What you will hear throughout this book, and anything else you read on podcasting, is that it's a "free" medium, meaning that you can pretty much do with it what you want. Do you want 5 minutes of swearing nonstop? You can do that. Three hours of reading soup can labels? You can do that too. Not a lot of people would listen, but you're free to do this.
We do not, of course, expect you to know exactly how long your podcast is going to be straight out of the gate. Your first couple podcasts are going to be experiments, and when you get comfortable, you can pinpoint your ideal length and make that your goal to work toward.
There are no time limits on podcasting. You can go as short or as long as you like, which is another yoke of traditional radio we have thrown off. We are not hindered by a schedule to fill exactly 25 minutes of airtime. If you have 2 minutes of stuff one week and 2 hours the next, it's not going to matter from a publishing perspective.
The only thing is, it does matter from an audience perspective. Your audience listens to you for a variety of reasons, and one of which is they like your content. If they like your content, they will learn to expect the same kind of content from you in the future. They will expect consistency, and when you go from one end of the spectrum to another, listeners will get annoyed.

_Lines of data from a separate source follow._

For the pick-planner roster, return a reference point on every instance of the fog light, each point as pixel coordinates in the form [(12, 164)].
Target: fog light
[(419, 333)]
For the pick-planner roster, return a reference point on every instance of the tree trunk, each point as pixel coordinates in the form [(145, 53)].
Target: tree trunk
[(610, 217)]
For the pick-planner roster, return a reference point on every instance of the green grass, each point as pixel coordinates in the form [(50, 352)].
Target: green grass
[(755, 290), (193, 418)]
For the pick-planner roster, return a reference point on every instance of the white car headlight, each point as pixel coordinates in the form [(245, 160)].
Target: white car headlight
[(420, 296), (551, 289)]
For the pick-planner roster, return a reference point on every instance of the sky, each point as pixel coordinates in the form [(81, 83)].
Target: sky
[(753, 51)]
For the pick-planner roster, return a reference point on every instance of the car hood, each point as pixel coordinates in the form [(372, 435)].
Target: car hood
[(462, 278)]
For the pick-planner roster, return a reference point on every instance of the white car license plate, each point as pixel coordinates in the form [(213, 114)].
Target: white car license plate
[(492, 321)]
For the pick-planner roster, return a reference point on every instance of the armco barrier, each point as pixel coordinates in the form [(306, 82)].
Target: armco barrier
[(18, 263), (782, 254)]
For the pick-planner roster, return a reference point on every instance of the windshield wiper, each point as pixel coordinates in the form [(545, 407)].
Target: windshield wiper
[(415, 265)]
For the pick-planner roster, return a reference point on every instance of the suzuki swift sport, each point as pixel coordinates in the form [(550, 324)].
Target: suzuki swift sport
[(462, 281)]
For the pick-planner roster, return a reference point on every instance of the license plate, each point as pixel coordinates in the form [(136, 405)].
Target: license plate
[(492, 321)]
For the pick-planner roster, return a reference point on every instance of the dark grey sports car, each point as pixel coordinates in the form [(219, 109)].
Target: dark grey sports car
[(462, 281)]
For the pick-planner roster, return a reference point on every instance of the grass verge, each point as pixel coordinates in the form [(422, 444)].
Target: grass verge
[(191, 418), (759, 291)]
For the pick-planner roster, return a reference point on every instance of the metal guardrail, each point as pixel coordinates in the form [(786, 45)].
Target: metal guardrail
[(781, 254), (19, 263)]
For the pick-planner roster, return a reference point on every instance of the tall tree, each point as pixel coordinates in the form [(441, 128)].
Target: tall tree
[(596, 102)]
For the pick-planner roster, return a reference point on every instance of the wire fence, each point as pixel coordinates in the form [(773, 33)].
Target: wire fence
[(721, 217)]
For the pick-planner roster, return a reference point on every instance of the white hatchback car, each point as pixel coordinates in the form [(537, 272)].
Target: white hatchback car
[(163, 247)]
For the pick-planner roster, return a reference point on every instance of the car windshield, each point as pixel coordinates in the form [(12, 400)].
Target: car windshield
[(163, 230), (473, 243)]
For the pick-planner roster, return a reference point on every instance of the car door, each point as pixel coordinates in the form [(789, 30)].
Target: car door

So although you don't need to adhere to any restrictions set by an outside establishment, like radio, you still should consider how long you want your podcast to be and keep to within ±25% of that target. Planning your podcast, as mentioned previously, will help you keep on this target.
Forcing a Constrained Time
Regardless of what people think about radio and its pitfalls, there is something to be said for order. It's challenging to keep every show on the same schedule to the second, and make sure that every show is comfortable and predictable (not in plot or content, but in structure). For the same reason that people can see beauty in the constrained poetry styles of sonnets and haiku, some podcasts can shine if placed under a strict time limit.
Time limits allow you to prepare the same amount of content per week and give people something they can look forward to. Although many people like the anarchy of podcasting, there's no denying that the podcasts that stick to a time limit sound more professional than those that do not (see Figure 6.2). Whether or not this is a good thing, the listener must be the judge.
Figure 6.2. Note the consistent show lengths in this list of Slice of SciFi podcasts.
If setting a time limit seems to be right for you, try it out a couple times before adopting the limit.
Although we advocate editing your podcast, this practice may actually put a kink in your plans for keeping to a schedule. You can record for your set 30 minutes, but when you cut out the pauses, the time you had to answer the door, the "ums," and the sneezing fit you had, you may be left with 25 minutes. Rob solves this by recording long, knowing he's going to edit down, and then cutting to his desired length. Mur is a little more free with her shows, but still manages to hit her target marks within 5 or so minutes on a normal week.
There is one more reason to consider keeping your time consistent: If you have any intentions to move your show from podcast to radio, you need to keep your "half-hour" show to 26 minutes, for example. Moving your show to KYOU radio or satellite radio creates more need for dedicated attention to your length.
Before you decide how much time you think you want to fill, think about this: How much do you have to say? And how much of that is quality content?
Not every MP3 player has a screen that shows how long a file is going to go. Most listeners will likely appreciate the fact that when Dragon Page: Cover to Cover comes on, they know they will be listening to an hour-long show, rather than another podcast that they may not be able to hear the whole thing in one sitting.
Don't worry about sticking to a per-minute schedule; however, keeping an eye on the clock while you prep and record may benefit you.
Media Artist Secrets is a very popular podcast that stays below 15 minutes. It's short, sweet, full of information, and exemplifies the truism that you should always leave your audience wanting more. If the only complaint you get about your podcast is that it's too short, you're doing something right.
College professors bemoan the fact that the attention span of their students is about 45 minutes, which is why most college classes don't last longer than an hour. Although many popular podcasts are an hour or longer, most listeners you talk to will say an hour is too long.
If your audience thinks your show is just a little too short, there is little doubt they'll be back for your next program.
When it comes to really long podcasts, you need to make absolutely sure that the content is top notch and will keep your listeners entertained. As we've mentioned before, most listeners think the ideal length of a podcast is their commute time. So people who have 1-hour or longer commutes might think that a podcast that lasts 90 minutes is ideal, but the rest of the people may think it's too long.
What do they do when they decide your podcast is too long? At best, they'll get bored and stop listening to that episode, but continue to download. They may listen all the way to the end and then send you some feedback. At worst, they'll unsubscribe. There are a lot of podcasts out there, and a listener can choose to download three 20-minute-long podcasts or your hour-long podcast. Therefore, your content had better be compelling enough to keep people's attention.